For today, I'll offer another quick dip into Penelope Fitzgerald's volume of letters, So I Have Thought of You. To her friend Hugh Lee, Fitzgerald, not quite twenty-four, wrote on November 13, 1940,
I hear Oxford is violently gay and in general suggests those bits in comedy films where you see champagne glasses superimposed on merry-go-rounds to suggest dissipation, so when I come up I do hope you will be able to show me some of it.That image of drunken debauchery returned to my mind this morning when I was flipping through Jerry White's London in the Eighteenth Century: A Great and Monstrous Thing and got to the section on drinking. In a paragraph rich with interpolated quotations that make for my favorite type of history writing, White writes,
Drink played a large part in the culture of every rank in eighteenth-century London. James Boswell's drinking bouts, for instance, faithfully but shamefacedly recorded in his diaries, might make a slim volume on their own. At the chaplain's table at St James's Palace in December 1793, "that exquisite wine" champagne confined to France by the wartime blockade, the company had to make do with "madeira, sherry, hock, port, and claret, and good malt liquor; and I took enough to warm me rather too much." "Madeira, sherry port, old hock circulated" at a private dinner given by a vintner two or three months later, "and we had a glass both of burgundy and champagne. And lastly came an elegant dessert and Scotch pints of very capital claret"--a Scotch pint some three times larger than the English variety: "The generous bottle circulated so as to produce in my a total oblivion till I found myself safe in my own bed next morning. "Even his twelve-year-old son Jamie, at Westminster School, was forced by the scholars "to drink burgundy until he was intoxicated." When John Yeoman, a Somerset dairy farmer and potter, spent a night in London on a visit in 1774, "we made to free with the Duce of the Vine. Mr. Forrester Was quite full, went home to his house Where he was so Sick that it flew out att both ends like a Bedlamite."Some points:
1. Yes, please, to the one-volume edition of Boswell's indulgences and hangovers!

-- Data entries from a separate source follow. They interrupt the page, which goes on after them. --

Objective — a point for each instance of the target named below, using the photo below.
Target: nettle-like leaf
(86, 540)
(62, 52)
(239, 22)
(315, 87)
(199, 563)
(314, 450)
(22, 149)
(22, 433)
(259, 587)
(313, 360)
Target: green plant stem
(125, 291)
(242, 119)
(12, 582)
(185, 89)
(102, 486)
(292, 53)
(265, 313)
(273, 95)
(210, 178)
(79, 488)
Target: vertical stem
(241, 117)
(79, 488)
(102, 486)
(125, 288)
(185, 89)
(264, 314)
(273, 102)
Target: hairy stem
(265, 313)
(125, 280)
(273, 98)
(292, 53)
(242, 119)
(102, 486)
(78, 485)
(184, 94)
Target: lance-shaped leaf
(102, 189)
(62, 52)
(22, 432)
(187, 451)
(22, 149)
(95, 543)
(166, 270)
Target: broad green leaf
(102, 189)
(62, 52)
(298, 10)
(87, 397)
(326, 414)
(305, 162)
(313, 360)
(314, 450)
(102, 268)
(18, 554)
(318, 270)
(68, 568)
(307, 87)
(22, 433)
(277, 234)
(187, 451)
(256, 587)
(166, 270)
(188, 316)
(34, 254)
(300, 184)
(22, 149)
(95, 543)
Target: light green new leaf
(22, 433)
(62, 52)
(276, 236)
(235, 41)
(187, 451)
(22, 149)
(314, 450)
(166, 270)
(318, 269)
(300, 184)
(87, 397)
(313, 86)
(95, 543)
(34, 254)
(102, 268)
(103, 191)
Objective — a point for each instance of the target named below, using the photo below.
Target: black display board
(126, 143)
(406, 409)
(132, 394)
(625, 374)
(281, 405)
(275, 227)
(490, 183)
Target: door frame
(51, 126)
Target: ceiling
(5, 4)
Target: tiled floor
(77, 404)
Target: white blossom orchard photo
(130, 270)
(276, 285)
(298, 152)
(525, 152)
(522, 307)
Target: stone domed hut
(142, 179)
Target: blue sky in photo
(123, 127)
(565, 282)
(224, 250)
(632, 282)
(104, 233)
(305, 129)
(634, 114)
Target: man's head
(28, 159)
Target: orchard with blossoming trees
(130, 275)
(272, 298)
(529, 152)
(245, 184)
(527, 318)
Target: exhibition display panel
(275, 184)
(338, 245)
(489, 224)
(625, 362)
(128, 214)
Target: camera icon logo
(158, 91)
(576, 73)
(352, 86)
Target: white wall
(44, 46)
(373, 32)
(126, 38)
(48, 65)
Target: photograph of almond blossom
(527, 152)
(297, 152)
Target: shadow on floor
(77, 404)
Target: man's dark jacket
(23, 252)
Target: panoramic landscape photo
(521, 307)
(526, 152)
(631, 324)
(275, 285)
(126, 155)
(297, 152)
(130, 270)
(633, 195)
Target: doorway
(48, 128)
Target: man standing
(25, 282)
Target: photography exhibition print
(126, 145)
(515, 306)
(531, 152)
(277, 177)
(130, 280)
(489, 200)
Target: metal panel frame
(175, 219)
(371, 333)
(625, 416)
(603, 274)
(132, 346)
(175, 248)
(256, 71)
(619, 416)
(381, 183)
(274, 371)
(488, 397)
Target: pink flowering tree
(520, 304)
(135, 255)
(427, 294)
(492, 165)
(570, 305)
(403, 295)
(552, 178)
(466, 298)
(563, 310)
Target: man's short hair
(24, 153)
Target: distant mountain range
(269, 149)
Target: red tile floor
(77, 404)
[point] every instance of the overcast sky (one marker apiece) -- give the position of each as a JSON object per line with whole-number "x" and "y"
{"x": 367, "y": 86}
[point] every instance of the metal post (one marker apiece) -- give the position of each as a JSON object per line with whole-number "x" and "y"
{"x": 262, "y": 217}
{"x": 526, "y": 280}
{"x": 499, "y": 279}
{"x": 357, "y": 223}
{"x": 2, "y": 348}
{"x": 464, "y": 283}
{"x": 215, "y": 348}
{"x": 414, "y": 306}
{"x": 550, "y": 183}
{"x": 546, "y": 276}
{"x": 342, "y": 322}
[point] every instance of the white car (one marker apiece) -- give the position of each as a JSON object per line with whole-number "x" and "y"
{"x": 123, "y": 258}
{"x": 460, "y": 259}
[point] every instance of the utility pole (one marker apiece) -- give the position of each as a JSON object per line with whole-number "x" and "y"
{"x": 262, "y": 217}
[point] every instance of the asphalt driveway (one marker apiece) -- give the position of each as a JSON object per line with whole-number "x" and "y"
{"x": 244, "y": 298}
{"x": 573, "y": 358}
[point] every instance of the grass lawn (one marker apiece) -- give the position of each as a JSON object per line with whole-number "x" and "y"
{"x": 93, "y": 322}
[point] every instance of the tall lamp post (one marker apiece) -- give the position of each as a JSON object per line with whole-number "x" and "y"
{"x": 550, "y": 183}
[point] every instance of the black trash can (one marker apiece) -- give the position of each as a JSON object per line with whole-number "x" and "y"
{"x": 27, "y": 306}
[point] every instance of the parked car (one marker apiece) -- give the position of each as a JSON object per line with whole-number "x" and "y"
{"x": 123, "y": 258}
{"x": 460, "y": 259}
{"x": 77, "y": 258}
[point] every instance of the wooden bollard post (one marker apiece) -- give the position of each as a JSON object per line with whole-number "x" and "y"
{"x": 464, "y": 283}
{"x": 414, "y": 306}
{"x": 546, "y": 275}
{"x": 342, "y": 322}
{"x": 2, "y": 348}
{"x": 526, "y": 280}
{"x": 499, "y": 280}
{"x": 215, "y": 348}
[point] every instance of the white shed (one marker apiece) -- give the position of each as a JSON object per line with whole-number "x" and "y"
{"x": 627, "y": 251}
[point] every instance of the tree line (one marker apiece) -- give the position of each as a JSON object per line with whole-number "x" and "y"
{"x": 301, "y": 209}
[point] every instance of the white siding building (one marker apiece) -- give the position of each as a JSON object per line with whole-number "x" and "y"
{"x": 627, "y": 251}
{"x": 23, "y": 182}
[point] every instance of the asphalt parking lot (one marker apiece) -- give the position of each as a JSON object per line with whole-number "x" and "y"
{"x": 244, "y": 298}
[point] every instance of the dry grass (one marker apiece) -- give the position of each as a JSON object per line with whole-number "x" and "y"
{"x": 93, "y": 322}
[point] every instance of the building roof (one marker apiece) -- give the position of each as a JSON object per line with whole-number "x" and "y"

2. A Scotch pint is more than 48 ounces? Good god, no wonder Dorothy Dunnett's Niccolo and Crawford of Lymond were such champion drinkers.
3. I did not know that among the stereotypical characteristics of inhabitants of Bedlam was dual evacuation. Ew.
Crossing the ocean, White quotes Ben Franklin, "a water drinker," who tells of his fellows at the printing house in which he worked as a young man:
We had an alehouse boy who attended always in the house to supply the workmen. My companion at the press drank every day a pint before breakfast, a pint at breakfast with his bread and cheese, a pint between breakfast and dinner, a pint at dinner, a pint in the afternoon about six o'clock, and another when he had done his day's work.As someone who usually regrets a second martini and always regrets--and thus nearly always avoids--a third, I am consistently astonished by the quantities put back by drinkers past. And it's not only the far distant--read the Johns O'Hara or Cheever, or Dashiell Hammett and attend to the drinking, and it's hard not to become queasy. To bastardize L. P. Hartley: the soaks of the past, they were another country.
I'll close with another line I happened to read today, from Karl Ove Knausgaard's autobiographical novel My Struggle:
[W]e went out almost every night, and on one of the nights, I can remember [my older brother] Yngve was surprised but also proud that I could drink five bottles of wine and still more or less behave.I'm guessing that "more or less" is doing quite a bit of work there. And it's important, for a full visual picture of the drunken teen, to know that this was Norway in 1985 or so and the prevailing style was punk-influenced new wave. Oh, and the novel is largely about how Knausgaard's father drank himself to death and how Knausgaard coped with that. As everyone from the Gin Lane reformers to the WCTU would tell you, there are consequences.